Re: [PATCH bpf-next v1 5/7] bpf: Introduce support for bpf_local_irq_{save,restore}

Kumar Kartikeya Dwivedi <memxor@xxxxxxxxx> · Thu, 21 Nov 2024 23:06:23 +0100

On Thu, 21 Nov 2024 at 21:21, Eduard Zingerman <eddyz87@xxxxxxxxx> wrote:
>
> On Wed, 2024-11-20 at 16:53 -0800, Kumar Kartikeya Dwivedi wrote:
> > Teach the verifier about IRQ-disabled sections through the introduction
> > of two new kfuncs, bpf_local_irq_save, to save IRQ state and disable
> > them, and bpf_local_irq_restore, to restore IRQ state and enable them
> > back again.
> >
> > For the purposes of tracking the saved IRQ state, the verifier is taught
> > about a new special object on the stack of type STACK_IRQ_FLAG. This is
> > a 8 byte value which saves the IRQ flags which are to be passed back to
> > the IRQ restore kfunc.
> >
> > To track a dynamic number of IRQ-disabled regions and their associated
> > saved states, a new resource type RES_TYPE_IRQ is introduced, which its
> > state management functions: acquire_irq_state and release_irq_state,
> > taking advantage of the refactoring and clean ups made in earlier
> > commits.
> >
> > One notable requirement of the kernel's IRQ save and restore API is that
> > they cannot happen out of order.
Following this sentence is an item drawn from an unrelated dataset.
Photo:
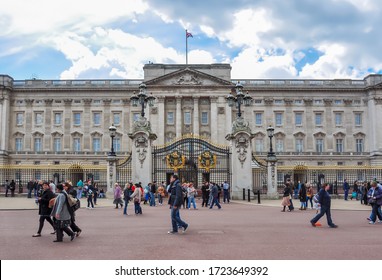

For this purpose, resource state is
> > extended with a new type-specific member 'prev_id'. This is used to
> > remember the ordering of acquisitions of IRQ saved states, so that we
> > maintain a logical stack in acquisition order of resource identities,
> > and can enforce LIFO ordering when restoring IRQ state. The top of the
> > stack is maintained using bpf_func_state's active_irq_id.
> >
> > The logic to detect initialized and unitialized irq flag slots, marking
> > and unmarking is similar to how it's done for iterators. We do need to
> > update ressafe to perform check_ids based satisfiability check, and
> > additionally match prev_id for RES_TYPE_IRQ entries in the resource
> > array.
> >
> > The kfuncs themselves are plain wrappers over local_irq_save and
> > local_irq_restore macros.
> >
> > Signed-off-by: Kumar Kartikeya Dwivedi <memxor@xxxxxxxxx>
> > ---
>
> I think this matches what is done for iterators and dynptrs.
>
> Acked-by: Eduard Zingerman <eddyz87@xxxxxxxxx>
>
> [...]
>
> > @@ -263,10 +267,16 @@ struct bpf_resource_state {
> >        * is used purely to inform the user of a resource leak.
> >        */
> >       int insn_idx;
> > -     /* Use to keep track of the source object of a lock, to ensure
> > -      * it matches on unlock.
> > -      */
> > -     void *ptr;
> > +     union {
> > +             /* Use to keep track of the source object of a lock, to ensure
> > +              * it matches on unlock.
> > +              */
> > +             void *ptr;
> > +             /* Track the reference id preceding the IRQ entry in acquisition
> > +              * order, to enforce an ordering on the release.
> > +              */
> > +             int prev_id;
> > +     };
>
> Nit:  Do we anticipate any other resource kinds that would need LIFO acquire/release?
>       If we do, an alternative to prev_id would be to organize bpf_func_state->res as
>       a stack (by changing erase_resource_state() implementation).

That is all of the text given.